Pulitzer-winning author urges UGA students to embrace art

Drawing from some of his most pivotal beliefs about art and life, Junot Díaz, the Pulitzer Prize-winning author of The Brief, Wondrous Life of Oscar Wao, urged students to expose themselves to art, even if it makes them uncomfortable.

Wearing jeans, a T-shirt and jacket, Díaz delivered two readings and fielded audience questions March 30 in a talk that spanned art’s relationship to capitalism, racial identity and why he writes.

“Most schools have been gutted of funding, and the first place to go is often the art program, which means that most young people don’t even have an idea that one of the aspects of art is that art-not always, but usually-has a transgressive element in it,” he said. “In some ways, art is a metaphor for all that we call human. Whether your parents are watching after you or not-whether you come from a conservative world or you come from a fairly liberal world, it doesn’t make a difference. Life presses on you with the same weight. You are going to encounter life in all its full dimensions. And art is a way that we encounter life through metaphor, whether it’s through a dance, whether it’s through sculpture, whether it’s through a story. No matter how much you want to control life or the world, it is upon you and its transgressive elements, the ones that art attempts to capture, are upon you.”

A Dominican Republic native, Díaz immigrated to New Jersey in 1974 at a time when few minorities held high-level jobs or commanded media attention.

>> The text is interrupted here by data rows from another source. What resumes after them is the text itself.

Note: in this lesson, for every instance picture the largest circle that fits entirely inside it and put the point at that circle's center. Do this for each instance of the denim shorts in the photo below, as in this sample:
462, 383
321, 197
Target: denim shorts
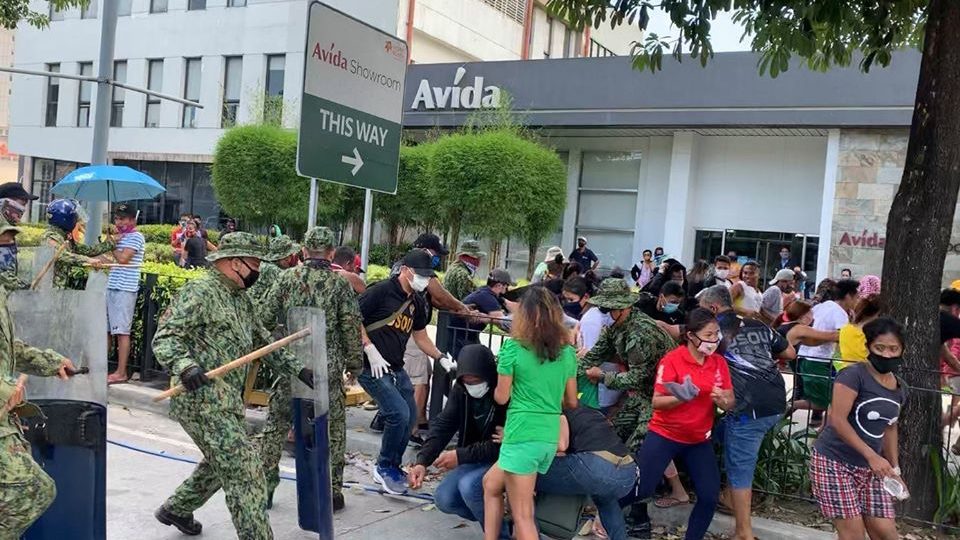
527, 457
741, 443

“Most cultures have this tradition in which you can identify a monster because it doesn’t have a reflection in a mirror,” he said. “Well, I grew up in a world where every time I looked in a mirror-whether it was the mirror of my classes, the books on the shelves, the mirror of the TV or politicians-I did not see my reflection at all. It’s not that monsters don’t have reflections, but that if you want young people to feel monstrous, give them a world where nothing in it reflects them.

“I guess why I write has to do with this message that my desires are that I want to, before I die, have left a mirror or two so that if there is some young person that’s like me somewhere, they can feel-at least in the moments when they encounter my work-they can feel that they are reflected back at themselves and feel a little less monstrous than I do.”